An enhanced parametric nonlinear reduced order model for imperfect structures using Neumann expansion

TL;DR

This paper introduces an improved nonlinear reduced order model for structures with shape imperfections, utilizing Neumann expansion to enhance accuracy and computational efficiency in simulating defected geometries.

Contribution

The paper presents a novel reduced order modeling approach that incorporates Neumann expansion for better accuracy in representing shape imperfections without training.

Findings

Achieves higher accuracy than previous models.

Provides significant speed-ups in simulations.

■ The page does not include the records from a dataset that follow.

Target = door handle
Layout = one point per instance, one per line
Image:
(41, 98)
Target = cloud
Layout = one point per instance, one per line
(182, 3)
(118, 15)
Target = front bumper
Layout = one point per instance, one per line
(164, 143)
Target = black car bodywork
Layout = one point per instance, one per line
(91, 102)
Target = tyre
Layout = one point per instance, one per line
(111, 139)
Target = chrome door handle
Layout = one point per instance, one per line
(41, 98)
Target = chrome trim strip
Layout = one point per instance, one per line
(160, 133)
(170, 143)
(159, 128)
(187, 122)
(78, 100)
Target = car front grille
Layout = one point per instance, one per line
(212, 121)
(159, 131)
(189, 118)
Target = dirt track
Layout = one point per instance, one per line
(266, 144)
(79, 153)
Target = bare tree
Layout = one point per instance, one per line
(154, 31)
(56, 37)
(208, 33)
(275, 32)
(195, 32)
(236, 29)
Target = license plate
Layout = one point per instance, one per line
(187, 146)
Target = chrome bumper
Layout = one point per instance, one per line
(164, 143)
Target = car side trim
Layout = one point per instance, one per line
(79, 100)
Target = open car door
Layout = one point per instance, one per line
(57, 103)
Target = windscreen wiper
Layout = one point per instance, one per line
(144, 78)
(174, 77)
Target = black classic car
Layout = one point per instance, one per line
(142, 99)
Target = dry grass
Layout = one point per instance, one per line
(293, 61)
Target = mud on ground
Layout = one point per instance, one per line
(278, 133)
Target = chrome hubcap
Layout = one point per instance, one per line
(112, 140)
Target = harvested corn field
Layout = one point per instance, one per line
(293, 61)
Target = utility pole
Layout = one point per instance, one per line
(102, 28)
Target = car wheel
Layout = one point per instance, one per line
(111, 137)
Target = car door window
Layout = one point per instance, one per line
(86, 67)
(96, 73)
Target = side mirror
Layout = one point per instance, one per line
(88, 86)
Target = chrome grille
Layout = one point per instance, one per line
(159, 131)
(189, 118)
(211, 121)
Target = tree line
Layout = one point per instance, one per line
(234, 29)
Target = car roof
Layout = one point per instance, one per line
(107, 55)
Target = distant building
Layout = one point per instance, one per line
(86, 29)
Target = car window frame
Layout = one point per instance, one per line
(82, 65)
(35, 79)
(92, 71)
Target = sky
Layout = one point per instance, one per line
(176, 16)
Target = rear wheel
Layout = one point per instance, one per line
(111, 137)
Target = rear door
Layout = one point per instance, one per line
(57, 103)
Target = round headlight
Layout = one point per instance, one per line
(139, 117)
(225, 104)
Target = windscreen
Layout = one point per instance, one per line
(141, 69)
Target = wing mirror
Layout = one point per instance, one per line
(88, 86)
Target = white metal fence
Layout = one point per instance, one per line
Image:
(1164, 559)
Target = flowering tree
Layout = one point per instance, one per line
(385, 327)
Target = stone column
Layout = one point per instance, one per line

Demonstrates effectiveness on beam and MEMS gyroscope examples.

Abstract

We present an enhanced version of the parametric nonlinear reduced order model for shape imperfections in structural dynamics we studied in a previous work [1]. The model is computed intrusively and with no training using information about the nominal geometry of the structure and some user-defined displacement fields representing shape defects, i.e. small deviations from the nominal geometry parametrized by their respective amplitudes. The linear superposition of these artificial displacements describe the defected geometry and can be embedded in the strain formulation in such a way that, in the end, nonlinear internal elastic forces can be expressed as a polynomial function of both these defect fields and the actual displacement field. This way, a tensorial representation of the internal forces can be obtained and, owning the reduction in size of the model given by a Galerkin projection, high simulation speed-ups can be achieved. We show that by adopting a rigorous deformation framework we are able to achieve better accuracy as compared to the previous work. In particular, exploiting Neumann expansion in the definition of the Green-Lagrange strain tensor, we show that our previous model is a lower order approximation with respect to the one we present now. Two numerical examples of a clamped beam and a MEMS gyroscope finally demonstrate the benefits of the method in terms of speed and increased accuracy.